Table 3 The residue errors for numerical solutions of Example 7.3 from our method and the Legendre multiwavelet collocation method in [37] when \(\alpha = 0.95\)
Fig. 4
figure 4

The graphs on the left-hand side are of the numerical solution for Example 7.3 obtained from our computation (dashed) and the exact solution when \(k=2\) and \(M=3\). The graph of the absolute error is showed on the right-hand side

Fig. 5
figure 5

The graphs of the numerical solutions for Example 7.3 obtained from our computation for \(k=2\) and \(M=3\) and different values of \(\alpha \)

8 Conclusion

In this paper, we propose an exact formula for the Riemann–Liouville fractional integral of a Taylor wavelet.

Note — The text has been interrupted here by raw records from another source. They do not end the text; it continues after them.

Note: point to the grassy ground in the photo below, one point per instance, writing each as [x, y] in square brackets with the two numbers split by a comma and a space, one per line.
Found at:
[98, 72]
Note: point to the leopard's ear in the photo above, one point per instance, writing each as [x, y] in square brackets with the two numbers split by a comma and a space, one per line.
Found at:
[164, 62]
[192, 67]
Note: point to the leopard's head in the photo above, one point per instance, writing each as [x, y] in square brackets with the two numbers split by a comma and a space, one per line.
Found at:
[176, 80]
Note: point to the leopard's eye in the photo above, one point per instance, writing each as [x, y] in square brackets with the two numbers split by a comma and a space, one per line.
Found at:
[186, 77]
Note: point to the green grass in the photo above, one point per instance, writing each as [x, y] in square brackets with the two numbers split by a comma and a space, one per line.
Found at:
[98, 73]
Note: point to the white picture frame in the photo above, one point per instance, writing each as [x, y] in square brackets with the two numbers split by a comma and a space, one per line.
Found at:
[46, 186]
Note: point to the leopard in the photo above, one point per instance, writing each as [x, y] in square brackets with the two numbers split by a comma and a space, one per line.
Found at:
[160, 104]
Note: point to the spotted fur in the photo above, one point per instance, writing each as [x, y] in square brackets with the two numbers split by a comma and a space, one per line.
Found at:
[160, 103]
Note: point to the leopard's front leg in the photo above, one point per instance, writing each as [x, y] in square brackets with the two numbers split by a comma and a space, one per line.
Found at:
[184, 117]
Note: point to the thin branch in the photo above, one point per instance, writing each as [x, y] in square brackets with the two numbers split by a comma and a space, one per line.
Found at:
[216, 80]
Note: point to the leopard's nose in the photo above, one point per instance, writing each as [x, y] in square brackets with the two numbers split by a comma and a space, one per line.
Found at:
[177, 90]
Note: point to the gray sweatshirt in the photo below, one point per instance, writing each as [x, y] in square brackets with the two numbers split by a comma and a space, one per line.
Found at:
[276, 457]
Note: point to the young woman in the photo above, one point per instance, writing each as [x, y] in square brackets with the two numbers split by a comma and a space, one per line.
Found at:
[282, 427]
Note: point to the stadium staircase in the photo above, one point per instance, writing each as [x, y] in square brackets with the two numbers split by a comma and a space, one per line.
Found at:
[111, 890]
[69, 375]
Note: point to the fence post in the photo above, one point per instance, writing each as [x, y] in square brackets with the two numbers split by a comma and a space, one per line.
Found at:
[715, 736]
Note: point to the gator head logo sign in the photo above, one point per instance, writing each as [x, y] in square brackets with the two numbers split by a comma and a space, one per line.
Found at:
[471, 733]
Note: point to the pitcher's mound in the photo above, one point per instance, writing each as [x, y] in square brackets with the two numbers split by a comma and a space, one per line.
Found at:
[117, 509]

A new numerical method for delay fractional differential equations is presented. Using the exact formula and collocation method, we reduce the problem of computing a numerical solution of a delay fractional differential equation to the problem of solving an algebraic system. Several examples are demonstrated to show the applicability and the efficiency of the present method.